Een tweede maatregel heeft te maken met de totale bewoonbare oppervlakte. Die mag niet meer zijn dan 200 m².

  • Als uitgangspunt geldt dat je de bewoonbare oppervlakte berekent door de oppervlakten van alle woonvertrekken samen te tellen, gemeten vanaf en tot de binnenkanten van de opgaande muren.
  • Hierbij worden als woonvertrekken beschouwd: keukens, woonkamers, eetkamers, slaapkamers, bewoonbare zolder- en kelderruimten, bureaus en alle andere voor huisvesting bedoelde ruimtes.
  • De vertrekken die voor een economische activiteit worden gebruikt, worden gelijkgesteld met woonvertrekken.
  • Enkel woonvertrekken met een oppervlakte van minimaal 4 m² en met een minimumhoogte van 2 m worden meegerekend, gangen en trappenhallen niet.
  • Gemeenschappelijke verblijfsruimtes van co-housingprojecten tellen ook mee en worden gedeeld door het aantal wooneenheden.

De derde voorwaarde is dat de werken aan de eindgebruiker gefactureerd moeten worden. Aangezien het om de enige en eigen woning gaat, zal dat dus altijd de eigenaar zijn. Uiteraard geldt deze voorwaarde niet wanneer de woningen bestemd zijn voor sociaal verhuur of verhuur tot hoofdverblijf, zoals beschreven bij de uitzonderingen op de eerste voorwaarde. Hierbij gebeurt de facturatie aan de opdrachtgever en niet aan de eindgebruiker (die louter een huurder is).

Om van het verlaagde btw-tarief gebruik te maken, moet de bouwheer een attest bezorgen aan de bevoegde administratie. Hierin verklaart de opdrachtgever dat het gebouw na de werken de enige en hoofdzakelijk eigen woning zal zijn, dat hij er zijn domicilie zal nemen en dat het een bewoonbare oppervlakte zal hebben van niet meer dan 200 m². De opdrachtgever moet ook een afschrift van de omgevingsvergunning bezorgen, net als een afschrift van het aannemingscontract.

De factuurdatum moet ten laatste 31 december na de eerste ingebruikneming of de eerste inbezitneming van de woning zijn. Zo wil de overheid voorkomen dat de bewoners het voordeeltarief nog krijgen voor afwerkingswerkzaamheden ruim na de ingebruikname van de woning.
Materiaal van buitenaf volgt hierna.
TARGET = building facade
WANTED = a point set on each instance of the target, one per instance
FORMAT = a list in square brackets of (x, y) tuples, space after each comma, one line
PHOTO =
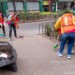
[(34, 5)]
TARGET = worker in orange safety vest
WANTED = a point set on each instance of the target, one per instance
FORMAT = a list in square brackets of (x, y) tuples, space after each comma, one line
[(66, 25)]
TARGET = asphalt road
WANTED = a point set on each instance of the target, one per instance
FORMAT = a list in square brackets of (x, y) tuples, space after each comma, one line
[(36, 55)]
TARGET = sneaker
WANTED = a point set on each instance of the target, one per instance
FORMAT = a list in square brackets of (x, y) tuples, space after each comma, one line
[(60, 54), (69, 56), (10, 39)]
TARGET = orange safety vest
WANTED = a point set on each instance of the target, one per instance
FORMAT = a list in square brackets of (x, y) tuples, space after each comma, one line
[(67, 23)]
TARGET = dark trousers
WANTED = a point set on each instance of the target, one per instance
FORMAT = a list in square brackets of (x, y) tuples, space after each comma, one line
[(3, 29), (70, 37), (10, 30)]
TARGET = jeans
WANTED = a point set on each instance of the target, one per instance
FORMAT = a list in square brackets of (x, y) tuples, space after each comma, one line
[(10, 30), (67, 37), (3, 29)]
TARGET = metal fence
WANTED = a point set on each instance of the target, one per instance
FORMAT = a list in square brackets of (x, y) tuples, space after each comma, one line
[(47, 28)]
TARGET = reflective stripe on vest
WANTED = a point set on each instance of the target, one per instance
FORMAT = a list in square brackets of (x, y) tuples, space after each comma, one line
[(67, 23)]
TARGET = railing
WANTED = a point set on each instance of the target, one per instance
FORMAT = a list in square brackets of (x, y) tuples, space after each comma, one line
[(47, 28)]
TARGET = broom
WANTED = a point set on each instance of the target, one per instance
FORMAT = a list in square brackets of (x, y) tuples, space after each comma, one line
[(56, 45)]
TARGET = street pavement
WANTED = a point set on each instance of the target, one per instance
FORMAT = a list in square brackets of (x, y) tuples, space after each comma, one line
[(36, 55)]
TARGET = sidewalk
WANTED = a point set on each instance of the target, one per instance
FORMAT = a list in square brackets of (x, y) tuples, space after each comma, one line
[(37, 57)]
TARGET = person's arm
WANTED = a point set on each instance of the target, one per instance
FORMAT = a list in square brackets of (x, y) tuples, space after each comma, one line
[(57, 24)]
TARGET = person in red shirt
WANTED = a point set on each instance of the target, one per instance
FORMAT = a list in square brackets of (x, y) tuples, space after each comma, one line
[(2, 22)]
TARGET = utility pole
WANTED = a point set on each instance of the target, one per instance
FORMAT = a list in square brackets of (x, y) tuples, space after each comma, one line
[(13, 1)]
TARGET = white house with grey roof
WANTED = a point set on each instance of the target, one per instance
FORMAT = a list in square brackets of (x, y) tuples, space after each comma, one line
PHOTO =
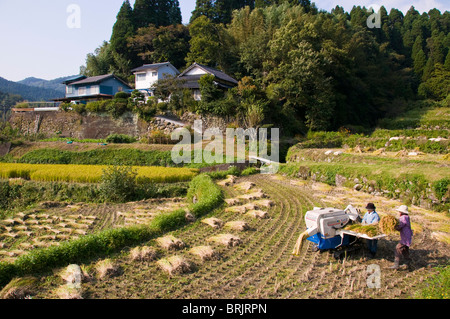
[(147, 75), (190, 77)]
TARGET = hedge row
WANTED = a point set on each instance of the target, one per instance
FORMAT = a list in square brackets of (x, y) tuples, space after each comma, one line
[(415, 188), (209, 197)]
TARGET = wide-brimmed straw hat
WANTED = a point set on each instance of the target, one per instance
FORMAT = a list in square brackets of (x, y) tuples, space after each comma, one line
[(403, 209)]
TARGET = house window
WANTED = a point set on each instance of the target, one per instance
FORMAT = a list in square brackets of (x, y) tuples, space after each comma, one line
[(197, 95), (95, 89), (141, 77)]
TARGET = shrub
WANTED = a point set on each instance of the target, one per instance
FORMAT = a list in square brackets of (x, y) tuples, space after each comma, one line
[(118, 183), (438, 287), (79, 108), (442, 187), (120, 139), (121, 95), (117, 107)]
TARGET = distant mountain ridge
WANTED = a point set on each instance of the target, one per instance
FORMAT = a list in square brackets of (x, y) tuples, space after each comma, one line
[(33, 89)]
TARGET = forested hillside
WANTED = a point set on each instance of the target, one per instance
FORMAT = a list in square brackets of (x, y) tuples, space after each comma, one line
[(8, 100), (29, 93), (320, 70), (55, 84)]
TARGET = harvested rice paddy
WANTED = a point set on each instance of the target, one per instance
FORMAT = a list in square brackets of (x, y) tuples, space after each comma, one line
[(220, 261)]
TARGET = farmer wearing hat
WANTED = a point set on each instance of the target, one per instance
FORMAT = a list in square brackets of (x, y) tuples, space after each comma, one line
[(371, 218), (402, 249)]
Voor projecten via bouwpromotoren bedraagt het btw-tarief sinds 1 januari 2024 terug 21%, tenzij ze natuurlijk onder de uitzonderingsregeling voor sociaal verhuur of verhuur tot hoofdverblijf ressorteren of onder de twee overgangsmaatregelen die hierna worden aangehaald.

Twee overgangsmaatregelen

  • Overgangsmaatregel 1: mensen die een heropgebouwde woning aankopen via een bouwpromotor (enige eigen woning van max. 200 m² of langdurige verhuur in het kader sociaal huisvestingsbeleid) kunnen een btw-tarief van 6% genieten op voorwaarde dat de omgevingsvergunning voor de heropbouw van de woning is ingediend vóór 1 juli 2023 en dit voor alle werkzaamheden gefactureerd of betaald tot 30 juni 2025.
  • Overgangsmaatregel 2: particulieren en rechtspersonen die niet voldoen aan de sociale voorwaarden, maar op basis van de oude regeling in de 32 centrumsteden wel konden genieten van het verlaagde btw-tarief, kunnen dat nog steeds op voorwaarde dat de omgevingsvergunning voor de heropbouw van de woning werd ingediend vóór 1 januari 2024 en dit voor alle werkzaamheden gefactureerd of betaald tot 30 juni 2025.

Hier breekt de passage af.